# I let the cable company back in



## Geronimo (Mar 23, 2002)

Before I get started this is my own fault. I should have known better. 

In Aug of 99 I went to satellite and have not looked back. I once had DSl but after the Northpoint fiasco I could not get it. After abrief return to dialup I went with my cable company for $39.95 a month plus franchise fees.


Due to a recent court case the local fees on my internet service went away. My ever resourceful Cable company devised a brilliant 13 Step plan.

Step One launch an ad campaign saying no increase in Video Services during 2002. 

Step Two price internet servive at $49.95 a month

Step Three offer basic cable for $12.70 BUNDLED with internet for $34.95. Do the math and see the savings. 


Step Four send out emails advertising those savings. also call subs at work and at home.


Step Five Once you have worn down the resistance of a certain Native American chieftain tell him that this price is good for up to three outlets and that if they are prewired from his previous installation it is free.


Step Six admit that there are local fees and taxes of $1.27 on basic cable. Significantly reducing the savings. But hey three TVs with good reception and ANY savings at all seems great.


Step Seven show up 3 hours late. 

Step Eight produce a work order showing that only one TV can receive basic cable.


Step Nine do a poor installation that results in horrible reception and blame it in the TV. Apparently reception is much better without one.


Step Ten look amazed when the customer redoes the connections inside and improves reception.


Step Eleven leave the customer on hold for 45 minutes and then tell him that since he MUST have asked for one outlet becaue the work order said so he cannot hook it up to other TVS.


Step Twelve read him a canned statement about the penalties for stealing cable.

Step 13 a light rainstorm knocks out the cable for 45 minutes.


Now I remember why I got satellite.

That was my day. How was yours?





:hi:


----------



## Richard King (Mar 25, 2002)

That sounds like a day to go down in infamy. Oh, the humanity.

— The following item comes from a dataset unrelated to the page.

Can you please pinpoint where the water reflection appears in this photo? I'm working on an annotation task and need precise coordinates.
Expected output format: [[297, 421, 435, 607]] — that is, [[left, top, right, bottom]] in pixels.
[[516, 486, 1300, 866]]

By the way, when do you fire the cable company (next)?


----------



## James_F (Apr 23, 2002)

Heck, I just signed up for Cox Telephone.... :shrug: 

What me worry?


----------



## Scott Greczkowski (Mar 21, 2002)

I have cox telephone and it works well, because Telephone is lifeline service if there is a problem you are the first to get fixed, they can get sued if you have an emergency and your phone is not working.


----------



## James_F (Apr 23, 2002)

Plus it saves me $10 on my Cable modem, and no more Qwest, which is a very good thing. I have a cable modem, cable telephone and satallite. I'll tell you this, if they get HDTV, I will probably leave since its so much easier to have one bill...


----------



## Geronimo (Mar 23, 2002)

I pay my bills automatically so the numbers of bills is irrelevant. I never quite followed why "bundling" is a good thing.


----------



## James_F (Apr 23, 2002)

I use bill pay also, but I'd rather send auto pay rather than 3...


----------